Qualified Individual: An individual who satisfies the requisite skill, experience, education and other job-related requirements of the employment position such individual holds or desires, and who, with or without reasonable accommodation, can perform the essential functions of such position. The ADA prohibits discrimination on the basis of disability against a qualified individual.

Reasonable Accommodation: A modification or adjustment to a job, the work environment, or the way things usually are done that enables a qualified individual with a disability to enjoy an equal employment opportunity. Reasonable accommodation is a key nondiscrimination requirement of the ADA.
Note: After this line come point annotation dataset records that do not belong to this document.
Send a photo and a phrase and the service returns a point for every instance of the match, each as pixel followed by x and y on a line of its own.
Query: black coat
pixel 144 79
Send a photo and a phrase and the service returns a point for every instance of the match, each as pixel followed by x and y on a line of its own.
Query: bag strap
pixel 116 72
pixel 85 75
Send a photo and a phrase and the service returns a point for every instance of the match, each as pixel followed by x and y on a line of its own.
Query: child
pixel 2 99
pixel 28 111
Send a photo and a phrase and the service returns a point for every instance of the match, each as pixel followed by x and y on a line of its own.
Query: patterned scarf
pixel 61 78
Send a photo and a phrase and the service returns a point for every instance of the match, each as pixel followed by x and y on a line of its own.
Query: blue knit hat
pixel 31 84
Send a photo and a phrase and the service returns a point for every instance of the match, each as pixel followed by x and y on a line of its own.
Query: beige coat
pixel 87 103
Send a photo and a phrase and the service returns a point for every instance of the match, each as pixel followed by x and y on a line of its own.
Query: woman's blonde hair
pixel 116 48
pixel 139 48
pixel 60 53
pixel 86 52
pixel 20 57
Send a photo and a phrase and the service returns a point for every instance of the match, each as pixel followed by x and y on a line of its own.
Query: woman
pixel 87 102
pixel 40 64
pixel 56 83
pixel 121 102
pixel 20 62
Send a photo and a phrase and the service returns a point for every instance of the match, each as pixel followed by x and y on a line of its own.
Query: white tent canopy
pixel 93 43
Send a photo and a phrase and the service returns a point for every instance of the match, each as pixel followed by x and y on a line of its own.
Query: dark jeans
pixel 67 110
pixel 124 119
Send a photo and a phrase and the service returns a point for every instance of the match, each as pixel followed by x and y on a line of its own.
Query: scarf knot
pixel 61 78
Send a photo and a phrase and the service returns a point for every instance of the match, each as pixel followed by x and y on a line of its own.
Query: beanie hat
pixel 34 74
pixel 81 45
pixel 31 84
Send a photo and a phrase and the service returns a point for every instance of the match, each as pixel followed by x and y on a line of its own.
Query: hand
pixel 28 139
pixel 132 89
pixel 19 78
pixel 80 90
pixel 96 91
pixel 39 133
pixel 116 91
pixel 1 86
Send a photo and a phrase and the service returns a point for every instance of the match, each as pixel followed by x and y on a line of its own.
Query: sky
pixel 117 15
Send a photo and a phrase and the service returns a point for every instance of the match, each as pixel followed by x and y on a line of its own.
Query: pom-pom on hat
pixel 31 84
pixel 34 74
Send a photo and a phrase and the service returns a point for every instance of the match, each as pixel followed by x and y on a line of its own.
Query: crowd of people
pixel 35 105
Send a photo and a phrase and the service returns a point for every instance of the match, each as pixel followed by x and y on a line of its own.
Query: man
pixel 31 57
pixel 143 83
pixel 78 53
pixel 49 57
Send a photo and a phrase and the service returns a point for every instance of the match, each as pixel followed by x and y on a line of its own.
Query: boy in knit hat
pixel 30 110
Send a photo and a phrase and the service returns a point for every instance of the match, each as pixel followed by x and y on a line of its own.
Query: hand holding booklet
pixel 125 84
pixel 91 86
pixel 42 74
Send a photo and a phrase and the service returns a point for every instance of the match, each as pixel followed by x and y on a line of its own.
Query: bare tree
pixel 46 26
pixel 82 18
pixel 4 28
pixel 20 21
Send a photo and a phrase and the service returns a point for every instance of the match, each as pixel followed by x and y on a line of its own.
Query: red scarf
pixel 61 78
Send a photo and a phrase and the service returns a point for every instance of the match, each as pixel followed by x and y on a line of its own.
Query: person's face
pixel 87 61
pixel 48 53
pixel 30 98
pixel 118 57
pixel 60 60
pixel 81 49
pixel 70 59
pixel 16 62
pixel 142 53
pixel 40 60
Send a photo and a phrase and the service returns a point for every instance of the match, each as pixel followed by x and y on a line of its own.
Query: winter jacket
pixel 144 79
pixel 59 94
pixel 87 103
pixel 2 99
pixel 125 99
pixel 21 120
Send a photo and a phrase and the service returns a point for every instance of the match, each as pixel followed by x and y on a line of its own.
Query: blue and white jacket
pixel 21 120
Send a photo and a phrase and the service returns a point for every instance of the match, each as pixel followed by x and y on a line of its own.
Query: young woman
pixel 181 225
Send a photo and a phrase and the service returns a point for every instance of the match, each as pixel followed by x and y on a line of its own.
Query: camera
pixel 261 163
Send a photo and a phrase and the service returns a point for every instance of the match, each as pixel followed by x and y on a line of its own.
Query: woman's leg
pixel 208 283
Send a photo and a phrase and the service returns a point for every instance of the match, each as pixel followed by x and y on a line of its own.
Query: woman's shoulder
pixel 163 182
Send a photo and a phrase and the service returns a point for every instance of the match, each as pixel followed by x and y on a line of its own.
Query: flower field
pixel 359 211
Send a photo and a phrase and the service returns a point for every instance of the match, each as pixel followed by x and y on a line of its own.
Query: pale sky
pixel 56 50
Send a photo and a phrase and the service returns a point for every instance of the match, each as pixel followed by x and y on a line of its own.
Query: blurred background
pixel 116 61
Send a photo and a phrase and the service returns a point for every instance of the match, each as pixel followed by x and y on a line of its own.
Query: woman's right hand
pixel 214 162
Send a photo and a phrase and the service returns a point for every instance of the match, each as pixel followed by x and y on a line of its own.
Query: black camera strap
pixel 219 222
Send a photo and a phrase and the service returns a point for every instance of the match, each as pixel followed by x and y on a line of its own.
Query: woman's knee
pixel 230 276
Substantially Limits: An impairment is a disability if it substantially limits the ability of an individual to perform a major life activity as compared to most people in the general population. An impairment need not prevent, or significantly or severely restrict, the individual from performing a major life activity in order to be considered substantially limiting.

Undue Hardship: Significant difficulty or expense incurred by a covered entity, when considered in light of certain factors. These factors include the nature and cost of the accommodation in relationship to the size, resources, nature, and structure of the employer s operation. Where the facility making the accommodation is part of a larger entity, the structure and overall resources of the larger organization would be considered, as well as the financial and administrative relationship of the facility to the larger organization. Employers do not have to provide accommodations that cause an undue hardship.

Laws and Policies

 

External Resources

  • Equal Employment Opportunity Commission (EEOC) — The EEOC is the federal agency responsible for enforcing the Americans with Disabilities Act.  Information is available on the EEOC website on the ADA and disability discrimination.
  • Job Accommodation Network (JAN) — JAN is a resource for “free, expert, and confidential guidance on workplace accommodations and disability employment issues.  JAN is a service provided by the U.S. Department of Labor’s Office of Disability Employment Policy.